This section is from the "The New Student's Reference Work Volume 5: How And Why Stories" by Elinor Atkinson.
Did you ever go to the sea shore for a vacation? And did you build forts and dig caves in the sand on the beach? Then, when you went to play the next morning, you found the beach smooth. Your forts and caves were gone. Grown people told you the tide came up and washed everything away. A tide is the rising and falling of the ocean along the shore. The moon pulls the water up and then lets it go again, so it falls back. See if you can understand it.
You know how the earth pulls the apple down? It pulls everything on or near its surface toward its own center. And everything near enough to be pulled, pulls back as hard as it can. The earth pulls the moon, and the moon pulls the earth. Although it is much smaller than the earth it is just the right size, for its distance away, to keep from falling into or away from the earth. We cannot see its pulling power on the solid parts of the earth. But the ocean is made of water. A slope of land, a brisk wind, many things set water in motion. It feels the pulling power of the moon. Whenever the moon rises over the ocean, it pulls the water that is just under it. So, a great wave, or tide, travels under the moon across the wide sea. When the shore is reached this wave rises higher against the rocks, or spreads over level sand beaches. When the moon sets, the wave goes back to the old level.

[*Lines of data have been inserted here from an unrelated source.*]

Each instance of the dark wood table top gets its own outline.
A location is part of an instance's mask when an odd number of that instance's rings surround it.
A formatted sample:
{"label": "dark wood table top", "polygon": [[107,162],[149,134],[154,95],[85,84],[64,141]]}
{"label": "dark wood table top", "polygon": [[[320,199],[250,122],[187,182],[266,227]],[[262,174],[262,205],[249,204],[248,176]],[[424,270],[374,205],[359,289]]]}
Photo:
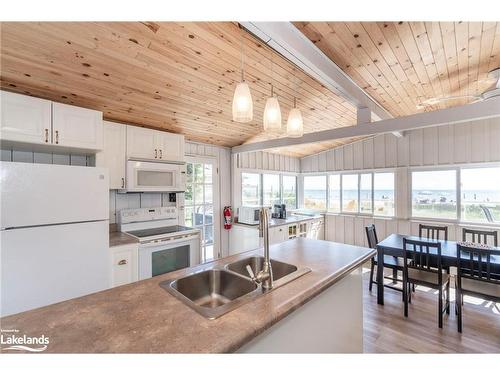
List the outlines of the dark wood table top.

We know this is so because the tide always comes up with the rising, and goes out, or ebbs, with the setting moon. If the moon stood still, and always rose and set at the same hours, we could not be so sure that it had so much to do with the tides. But as the moon travels around the earth in twenty-eight days, it rises nearly half an hour later at any given place, every day of its journey. The tides rise just so much later every day, too.
The sun also makes tides. But the sun is so very, very far away, that its pull on our waters is very much less than the moon's. We would hardly notice it if it wasn't for one thing. Sometimes, for a few days in every month, when the sun and the moon are both on the same side of the earth, they pull together. Then the tides rise the highest of all. About two weeks later in the month, the sun is on one side of the earth and the moon is on the opposite side. Then they pull away from each other. The moon wins, in this tug of war, but it cannot pull the water nearly so high. Twice in the month the moon's and sun's pulls are at right angles to each other. Then the tides are just of moderate height. If you live near a seashore, make a record of tide soundings or points reached by the tide every day for a month, with the time of the rising of the tide and the moon, and find out for yourself how the moon pulls the sea.
This picture shows how the moon attracts or pulls toward itself the water on the side of the earth nearest it, causing a high tide. It also draws the earth away from the water on the other side, leaving a high tide there.
In this picture the moon and the sun being on the same side of the earth, both pulling the same way, a very high tide is caused, called spring tide.
When the moon is on one side of the earth and the sun on another, as shown here, each pulling toward itself, the attraction of the moon is weakened and the tides are not so strong. These lesser tides are called neap tides.